Phillip “Phil” Pushard, who grew up in Brewer and retired at the end of January after nearly three decades in a state police uniform, was honored for his service and his years giving back to the community through his coaching.
“Sacrifice and service are two things that comes to mind when I think of Phil Pushard,” Brewer police Capt. Chris Martin told those at the meeting, speaking for Police Chief Perry Antone, who was home sick.
Martin said he looked up to Pushard as a young rookie and described him as, “A gentleman who never lost his sense of humor.”
Brewer police Officer Liz Kelley and Cpl. Steve Boyd entered the council chambers and stood in the back while Pushard was honored and got a handshake from him before heading back to patrol the streets.
Brewer High School senior Teal Jackson was honored as “an outstanding ambassador for athletics, her school and our community,” the council order in her honor states.

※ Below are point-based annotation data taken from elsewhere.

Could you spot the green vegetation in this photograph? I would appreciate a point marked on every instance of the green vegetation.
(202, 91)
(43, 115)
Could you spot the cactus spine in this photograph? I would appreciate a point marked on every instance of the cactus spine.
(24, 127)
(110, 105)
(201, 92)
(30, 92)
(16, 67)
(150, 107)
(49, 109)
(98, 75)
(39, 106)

Jackson captured the state indoor track title for the 55-, 200- and 400-meter dash, and was recently honored for academic skills, the mayor said.
Councilors also paid respects to former city council candidate Patricia “Patty” Preble, who died on Jan. 1. Preble was a homemaker and regular attendee at the Brewer council meetings.

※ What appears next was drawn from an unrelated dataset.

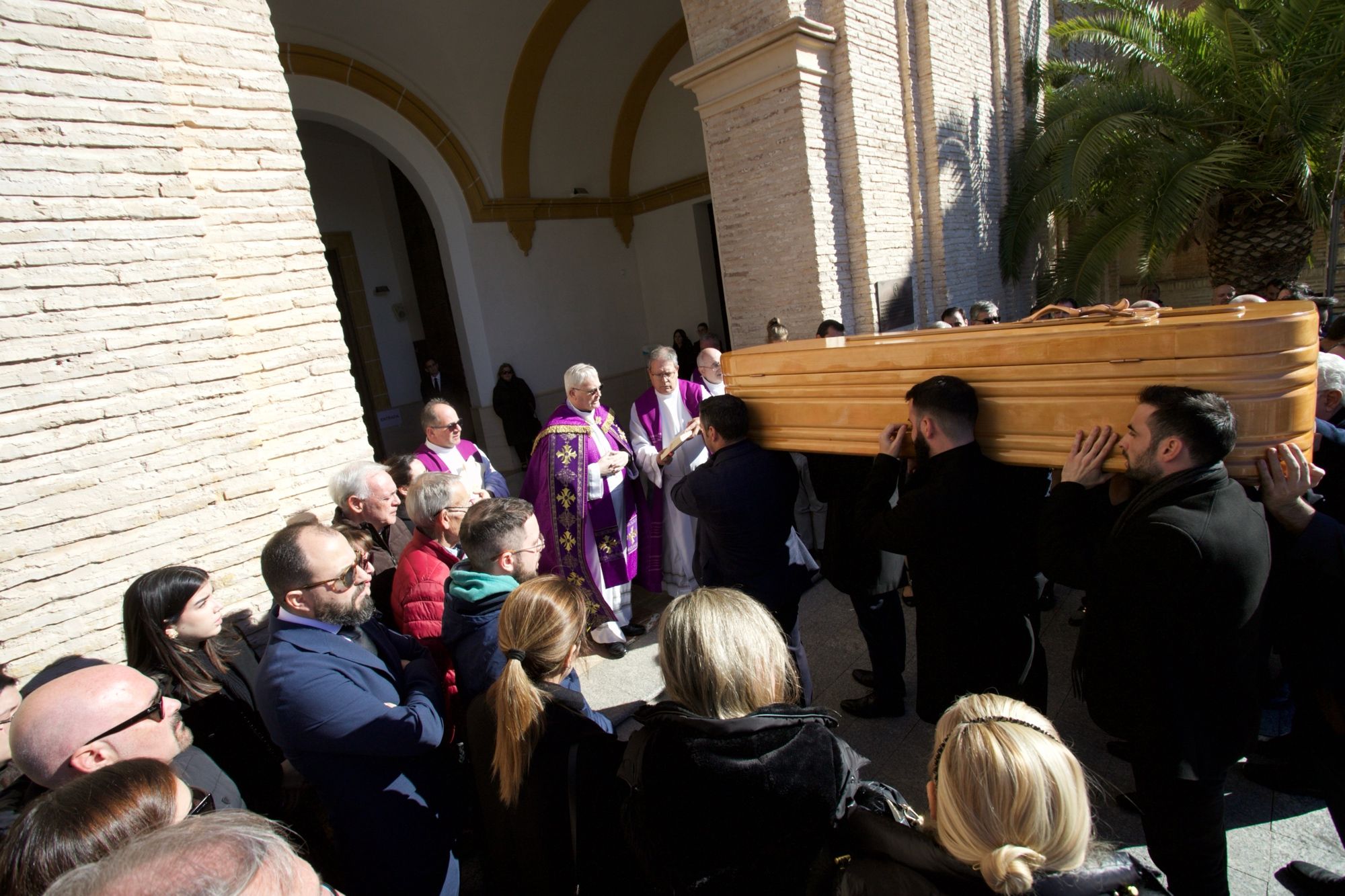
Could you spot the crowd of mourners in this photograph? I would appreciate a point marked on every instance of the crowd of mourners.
(415, 698)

“Ms. Preble was a unique individual with a passion for the community she lived in,” O’Connell said, reading from the resolve that described Preble and one of the city’s “beloved residents.”
Most people in town will remember Patty because she rode a tricycle around the city and campaigned using signs she cross stitched by hand.
Preble, who proudly told people she only made it to the sixth grade, earned 456 votes during the November 2011 election, which was the last time she ran for office.
“She was indeed a real citizen who put her heart and soul before us and was not shy about expressing herself and trying to enlighten us in some way about life,” Councilor Arthur “Archie” Verwo said.